Olhamos para as eleições europeias e para a abstenção histórica que ronda os 70% e percebemos que algo está mal. Algo está objectivamente fora do lugar. Estruturalmente estamos a falhar: como estado, como nação, como todo, como colectivo. Como força suprema democrática.

O que se passa ao certo? Há falta de informação? Há falta de «vontade»? Falta de consciência da maioria?

Custa-me acreditar que esta abstenção seja apenas falta de bom-senso. É preciso ir votar. É preciso exercer o direito, o dever democrático. Sem isso, o que somos? De que valeu toda a conquista de 25 de Abril? De que valeu? Seria uma espécie de regressão moral, intelectual, social. Seria — e infelizmente é — uma calamidade.

Precisamos de mudar isto. Precisamos de mudar a conjuntura política actual. Porque, sejamos sinceros: hoje em dia que político inspira confiança? Que partido, com ideais cada vez mais extremistas, será capaz de provar ser «a melhor escolha»? É difícil dizer. Com esta realidade e conjuntura fica difícil descrever, adjectivar o que quer que seja. Somos o único país da União Europeia em que a abstenção aumentou, em todos os outros há cada vez mais intervenção do «povo». E era assim que devia ser. Foi isto que nos prometeram.

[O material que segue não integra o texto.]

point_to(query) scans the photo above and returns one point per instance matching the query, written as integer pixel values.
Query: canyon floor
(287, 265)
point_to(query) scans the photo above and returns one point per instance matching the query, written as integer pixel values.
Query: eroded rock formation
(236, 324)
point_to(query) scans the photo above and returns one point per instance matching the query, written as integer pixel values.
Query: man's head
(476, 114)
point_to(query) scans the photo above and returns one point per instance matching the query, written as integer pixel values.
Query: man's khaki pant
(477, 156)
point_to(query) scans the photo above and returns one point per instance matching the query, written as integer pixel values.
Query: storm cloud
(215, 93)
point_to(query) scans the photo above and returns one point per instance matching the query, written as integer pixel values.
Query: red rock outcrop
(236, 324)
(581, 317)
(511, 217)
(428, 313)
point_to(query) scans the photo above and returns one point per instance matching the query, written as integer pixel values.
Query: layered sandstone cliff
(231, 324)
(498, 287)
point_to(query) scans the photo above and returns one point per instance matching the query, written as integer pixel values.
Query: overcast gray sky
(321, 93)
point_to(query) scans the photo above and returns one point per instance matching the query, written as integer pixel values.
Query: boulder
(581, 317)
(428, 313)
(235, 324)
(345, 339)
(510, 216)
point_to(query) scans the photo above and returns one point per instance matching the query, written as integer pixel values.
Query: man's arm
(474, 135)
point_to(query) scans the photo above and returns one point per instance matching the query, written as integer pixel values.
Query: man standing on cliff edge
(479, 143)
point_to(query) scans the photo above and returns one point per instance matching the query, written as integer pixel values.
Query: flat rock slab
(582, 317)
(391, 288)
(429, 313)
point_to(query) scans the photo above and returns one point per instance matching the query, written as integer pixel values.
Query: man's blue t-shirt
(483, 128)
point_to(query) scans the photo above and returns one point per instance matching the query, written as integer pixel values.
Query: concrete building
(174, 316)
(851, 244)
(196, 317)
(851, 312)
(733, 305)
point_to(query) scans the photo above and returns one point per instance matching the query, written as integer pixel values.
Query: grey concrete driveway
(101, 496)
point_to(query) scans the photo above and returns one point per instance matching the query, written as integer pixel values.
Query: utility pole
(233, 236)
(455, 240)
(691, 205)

É difícil chegar a um consenso. Se por um lado uns dizer que “perdeu a fé no sistema”, outros dizem “então, vota em branco — mas não deixes de exercer o teu direito”. Uma coisa é certa: nestas questões, a passividade e apatia nunca será uma boa resposta. Porque a vida continua e tudo acontece sem poderes dar o teu contributo: sem poderes dar expressão à tua voz.

Por isso, no fundo, não deixes de votar. Não deixes de exercer o teu direito que tanto custou a conquistar. Muitos poderão dizer que a abstenção é uma forma de protesto e que os verdadeiros «culpados» são os que elegem, porque foram os que decidiram o futuro calamitoso (actual) do país ou do mundo; no entanto, se não exerceres o teu direito, se – estando tu ciente precisamente da necessidade de uma mudança (porventura radical) – não contribuis para essa mudança, para o início da “revolução”, moldagem, ascensão de um novo paradigma, o erro está em ti, nessa tua passividade, apatia, não querer.

Quando algo te inquieta, faz por agir. Como Fernando Pessoa uma vez disse, “faz por agir como os outros e pensar diferentemente deles”. Neste caso, pensa fora da caixa e, de facto, não faças como os outros: vai votar.